Indonesia Segera Miliki Lembaga Sertifikasi Profesi Untuk Pariwisata Halal

(gomuslim). Baru-baru ini, Pemerintah sedang mempersiapkan sebuah program baru di bidang pariwisata halal, yaitu Lembaga Sertifikasi Profesi (LSP) Pariwisata Halal yang diharapkan jadi pendukung SDM industri pariwisata halal. Hal ini terkait dengan sudah lahirnya sebuah kebijakan LSP Keuangan Syariah.

Menurut Penasihat Kehormatan Menteri Pariwisata untuk Pasar Timur Tengah dan Wisata Halal Sapta Nirwandar, LSP Pariwisata Halal sedang disiapkan ini juga termasuk sertifikasi restoran, hotel, spa halal, dan lainnya.
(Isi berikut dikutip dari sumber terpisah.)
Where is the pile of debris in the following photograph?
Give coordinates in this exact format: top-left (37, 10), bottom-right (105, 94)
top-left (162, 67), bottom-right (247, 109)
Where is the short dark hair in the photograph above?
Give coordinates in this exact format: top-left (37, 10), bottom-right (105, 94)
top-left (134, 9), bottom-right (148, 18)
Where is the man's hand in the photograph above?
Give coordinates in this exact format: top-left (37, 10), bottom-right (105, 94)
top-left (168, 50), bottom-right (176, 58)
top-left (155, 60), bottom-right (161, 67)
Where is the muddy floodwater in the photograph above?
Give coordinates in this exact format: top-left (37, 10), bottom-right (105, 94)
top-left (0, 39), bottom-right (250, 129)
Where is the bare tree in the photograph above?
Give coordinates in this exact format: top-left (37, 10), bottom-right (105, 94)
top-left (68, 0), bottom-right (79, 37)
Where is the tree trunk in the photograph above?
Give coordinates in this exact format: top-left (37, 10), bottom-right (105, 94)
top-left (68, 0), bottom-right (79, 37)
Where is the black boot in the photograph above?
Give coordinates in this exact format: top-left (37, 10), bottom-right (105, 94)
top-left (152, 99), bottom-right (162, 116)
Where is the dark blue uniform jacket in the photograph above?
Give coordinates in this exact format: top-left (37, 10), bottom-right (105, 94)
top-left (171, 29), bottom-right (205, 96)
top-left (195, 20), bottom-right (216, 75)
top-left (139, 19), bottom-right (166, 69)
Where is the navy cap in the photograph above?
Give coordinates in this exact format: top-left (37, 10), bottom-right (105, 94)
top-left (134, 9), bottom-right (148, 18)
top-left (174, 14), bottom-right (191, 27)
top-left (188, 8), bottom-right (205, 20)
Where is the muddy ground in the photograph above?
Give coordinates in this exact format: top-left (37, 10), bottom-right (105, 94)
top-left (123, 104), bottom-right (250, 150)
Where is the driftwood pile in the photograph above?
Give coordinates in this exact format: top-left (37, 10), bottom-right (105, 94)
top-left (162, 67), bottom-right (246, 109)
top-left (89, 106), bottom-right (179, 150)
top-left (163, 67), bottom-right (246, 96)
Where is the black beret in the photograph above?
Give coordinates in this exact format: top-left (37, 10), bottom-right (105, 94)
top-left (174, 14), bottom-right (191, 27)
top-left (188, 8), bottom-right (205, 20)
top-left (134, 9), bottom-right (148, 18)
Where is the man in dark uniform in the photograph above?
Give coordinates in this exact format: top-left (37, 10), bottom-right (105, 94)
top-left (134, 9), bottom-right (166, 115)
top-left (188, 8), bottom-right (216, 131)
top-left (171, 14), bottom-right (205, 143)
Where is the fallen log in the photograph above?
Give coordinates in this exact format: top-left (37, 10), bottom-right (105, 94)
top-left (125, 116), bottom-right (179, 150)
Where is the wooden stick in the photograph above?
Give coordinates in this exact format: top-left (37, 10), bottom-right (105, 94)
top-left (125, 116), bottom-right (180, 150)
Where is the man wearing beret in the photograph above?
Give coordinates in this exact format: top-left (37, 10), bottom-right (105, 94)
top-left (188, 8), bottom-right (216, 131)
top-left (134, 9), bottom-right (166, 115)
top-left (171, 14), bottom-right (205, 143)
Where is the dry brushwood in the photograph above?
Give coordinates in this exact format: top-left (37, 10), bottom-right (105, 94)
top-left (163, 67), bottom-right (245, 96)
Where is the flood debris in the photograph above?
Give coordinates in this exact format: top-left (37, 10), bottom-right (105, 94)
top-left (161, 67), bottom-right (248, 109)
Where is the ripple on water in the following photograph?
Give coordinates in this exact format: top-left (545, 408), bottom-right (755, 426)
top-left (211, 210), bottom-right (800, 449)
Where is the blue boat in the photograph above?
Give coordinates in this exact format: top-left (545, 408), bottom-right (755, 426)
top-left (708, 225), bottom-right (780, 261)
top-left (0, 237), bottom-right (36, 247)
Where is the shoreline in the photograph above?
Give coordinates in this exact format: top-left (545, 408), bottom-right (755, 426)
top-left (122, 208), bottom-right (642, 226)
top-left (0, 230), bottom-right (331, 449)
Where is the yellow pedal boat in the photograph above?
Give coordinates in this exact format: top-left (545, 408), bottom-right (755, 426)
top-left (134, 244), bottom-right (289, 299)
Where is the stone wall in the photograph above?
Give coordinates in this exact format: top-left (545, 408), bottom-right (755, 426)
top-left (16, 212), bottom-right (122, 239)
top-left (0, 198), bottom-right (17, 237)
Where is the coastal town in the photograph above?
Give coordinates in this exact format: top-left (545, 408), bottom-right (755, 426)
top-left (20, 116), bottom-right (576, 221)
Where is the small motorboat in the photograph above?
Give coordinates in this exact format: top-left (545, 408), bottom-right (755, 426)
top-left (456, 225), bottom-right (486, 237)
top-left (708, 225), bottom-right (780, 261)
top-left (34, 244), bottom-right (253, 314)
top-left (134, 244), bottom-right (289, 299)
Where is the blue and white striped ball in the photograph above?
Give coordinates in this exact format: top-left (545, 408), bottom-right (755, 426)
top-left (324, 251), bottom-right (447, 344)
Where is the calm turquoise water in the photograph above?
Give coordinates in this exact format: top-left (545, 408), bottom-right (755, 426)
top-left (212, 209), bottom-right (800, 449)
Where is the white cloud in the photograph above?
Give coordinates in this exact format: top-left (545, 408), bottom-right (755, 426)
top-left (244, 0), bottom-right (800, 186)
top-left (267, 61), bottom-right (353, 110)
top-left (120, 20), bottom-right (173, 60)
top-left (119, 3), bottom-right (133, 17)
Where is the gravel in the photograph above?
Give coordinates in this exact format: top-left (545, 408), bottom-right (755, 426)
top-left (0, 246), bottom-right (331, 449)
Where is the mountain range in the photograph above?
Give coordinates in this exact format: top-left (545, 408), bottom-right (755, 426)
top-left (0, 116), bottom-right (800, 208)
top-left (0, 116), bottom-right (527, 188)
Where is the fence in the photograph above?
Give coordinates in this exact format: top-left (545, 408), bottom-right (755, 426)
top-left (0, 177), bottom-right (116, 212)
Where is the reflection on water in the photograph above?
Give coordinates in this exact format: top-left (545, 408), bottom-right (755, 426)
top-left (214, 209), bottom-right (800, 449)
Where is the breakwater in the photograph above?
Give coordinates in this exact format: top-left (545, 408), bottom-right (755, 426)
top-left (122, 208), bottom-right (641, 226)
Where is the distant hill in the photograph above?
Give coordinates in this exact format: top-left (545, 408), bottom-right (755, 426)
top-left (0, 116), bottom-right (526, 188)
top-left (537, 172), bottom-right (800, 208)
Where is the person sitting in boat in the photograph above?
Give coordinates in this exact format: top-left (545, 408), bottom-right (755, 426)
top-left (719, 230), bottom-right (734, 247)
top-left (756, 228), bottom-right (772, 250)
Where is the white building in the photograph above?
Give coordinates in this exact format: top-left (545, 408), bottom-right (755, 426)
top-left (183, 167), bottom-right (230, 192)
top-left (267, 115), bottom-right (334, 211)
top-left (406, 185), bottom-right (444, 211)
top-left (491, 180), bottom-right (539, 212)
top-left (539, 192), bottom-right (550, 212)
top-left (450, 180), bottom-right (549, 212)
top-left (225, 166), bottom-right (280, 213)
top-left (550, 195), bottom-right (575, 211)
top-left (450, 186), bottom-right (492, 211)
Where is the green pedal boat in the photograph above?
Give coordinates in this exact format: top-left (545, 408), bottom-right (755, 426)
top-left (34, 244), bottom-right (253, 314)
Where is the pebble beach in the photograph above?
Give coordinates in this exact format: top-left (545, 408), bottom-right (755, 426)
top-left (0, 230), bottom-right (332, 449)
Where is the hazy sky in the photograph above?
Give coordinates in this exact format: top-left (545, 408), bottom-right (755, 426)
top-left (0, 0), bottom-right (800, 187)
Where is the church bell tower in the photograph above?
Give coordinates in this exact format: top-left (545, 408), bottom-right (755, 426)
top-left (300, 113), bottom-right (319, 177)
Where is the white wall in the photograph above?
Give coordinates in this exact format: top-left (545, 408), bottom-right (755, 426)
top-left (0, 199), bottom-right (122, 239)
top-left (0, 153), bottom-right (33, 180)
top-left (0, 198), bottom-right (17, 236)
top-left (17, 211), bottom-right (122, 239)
Hal tersebut jadi bagian yang harus ditingkatkan untuk pengembangan wisata halal. Kata Sapta, LSP dan sertifikasi produk itu memiliki saling terkait. Apalagi ada amanat Undang-Undang Nomor 33 Tahun 2014 tentang Jaminan Produk Halal.

Selain itu, Ketua Tim Percepatan Pengembangan Pariwisata Halal Kementerian Pariwisata Indonesia Riyanto Sofyan mengatakan saat ini sudah ada Asosiasi Hotel dan Restoran Syariah Indonesia (Ahsin) dan akan dikembangkan jadi asosiasi pariwisata halal. Kalau itu sudah ada, baru kemudian bisa dibentuk LSP.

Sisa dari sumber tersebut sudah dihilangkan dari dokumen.